I think it has something to do with you converting counts to presence/absence and calculating proportion of OTUs for each taxon. Since everything is 0 or 1, there are only a few values possible for the proportion of OTUs for each taxon, so the median does not always capture the difference. For example:
> x1 = c(.1, .1, .1, .1, 0, 0, 0)
> x2 = c(.5, .5, .5, .1, 0, 0, 0)
> median(x1) == median(x2)
[1] TRUE
> mean(x1)
[1] 0.05714286
> mean(x2)
[1] 0.2285714
Perhaps you can use mean instead of median? You can see how to change what compare_groups
returns in the docs ?compare_groups
. Look at the doc for the func
option. Let me know if you have questions.
Make sense?
closing due to inactivity. Let me know if you want to discuss this more
Hi,
could you please help me interpret the attached image? The sample codes are different habitats: CL = cropland (i.e. farms), and the other codes are different forest types. we have metabarcoded insect samples in these habitats and assigned taxonomies using RDP Classifier (0.8 cutoff).
Not surprisingly, cropland is compositionally very different from the forests, and in the differential heat trees comparing CL to the other habitats, the compositional differences are traced to down to genus level (essentially individual OTUs but they don't have species dets).

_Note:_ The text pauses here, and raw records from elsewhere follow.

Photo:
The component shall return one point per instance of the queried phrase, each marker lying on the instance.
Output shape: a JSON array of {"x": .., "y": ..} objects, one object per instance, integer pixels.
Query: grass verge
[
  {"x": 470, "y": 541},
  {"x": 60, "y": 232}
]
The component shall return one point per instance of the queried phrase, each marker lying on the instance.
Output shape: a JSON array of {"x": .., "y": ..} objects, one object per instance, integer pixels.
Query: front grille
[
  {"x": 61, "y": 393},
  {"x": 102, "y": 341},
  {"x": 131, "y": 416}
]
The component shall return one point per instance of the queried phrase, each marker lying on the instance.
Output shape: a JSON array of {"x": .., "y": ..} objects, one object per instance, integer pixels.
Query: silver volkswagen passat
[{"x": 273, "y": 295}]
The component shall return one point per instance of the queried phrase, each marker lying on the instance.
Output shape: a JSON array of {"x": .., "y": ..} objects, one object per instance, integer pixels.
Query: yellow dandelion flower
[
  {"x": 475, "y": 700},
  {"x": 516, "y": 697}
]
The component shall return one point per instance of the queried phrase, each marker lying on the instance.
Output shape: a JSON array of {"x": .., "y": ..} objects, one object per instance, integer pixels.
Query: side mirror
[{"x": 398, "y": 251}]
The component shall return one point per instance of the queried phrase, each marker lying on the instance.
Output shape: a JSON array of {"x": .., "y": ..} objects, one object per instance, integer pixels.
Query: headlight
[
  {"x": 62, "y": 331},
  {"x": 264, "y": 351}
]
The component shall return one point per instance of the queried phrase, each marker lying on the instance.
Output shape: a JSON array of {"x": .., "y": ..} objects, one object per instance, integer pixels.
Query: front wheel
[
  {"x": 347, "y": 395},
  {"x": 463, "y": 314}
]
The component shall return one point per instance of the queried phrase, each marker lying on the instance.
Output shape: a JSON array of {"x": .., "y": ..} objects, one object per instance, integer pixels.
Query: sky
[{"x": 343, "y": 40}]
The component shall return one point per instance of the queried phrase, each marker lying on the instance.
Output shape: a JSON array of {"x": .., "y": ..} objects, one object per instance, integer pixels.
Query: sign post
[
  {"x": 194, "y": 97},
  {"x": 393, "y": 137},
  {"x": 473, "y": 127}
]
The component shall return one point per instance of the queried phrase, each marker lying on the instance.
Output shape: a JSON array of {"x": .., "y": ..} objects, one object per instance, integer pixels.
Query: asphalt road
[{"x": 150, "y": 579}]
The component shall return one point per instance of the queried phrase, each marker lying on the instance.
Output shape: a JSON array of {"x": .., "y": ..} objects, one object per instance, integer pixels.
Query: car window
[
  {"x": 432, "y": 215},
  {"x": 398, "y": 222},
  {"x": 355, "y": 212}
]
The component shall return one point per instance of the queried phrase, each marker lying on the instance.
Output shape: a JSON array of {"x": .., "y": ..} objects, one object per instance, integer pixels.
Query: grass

in contrast, compositional differences between the forest types are mostly only traced down to order level. E.g. NF and BB differ in the number of Araneae and Hemiptera OTUs and in the number of Mycetophila OTUs.
I'm not sure how to interpret this. Is it because all the cropland samples consistently have more or fewer of specific OTUs compared to all the forest samples, whereas the forest samples within a forest type differ in which (say, Araneae) OTUs they have, but the different forest types differ in the overall number of Araneae OTUs?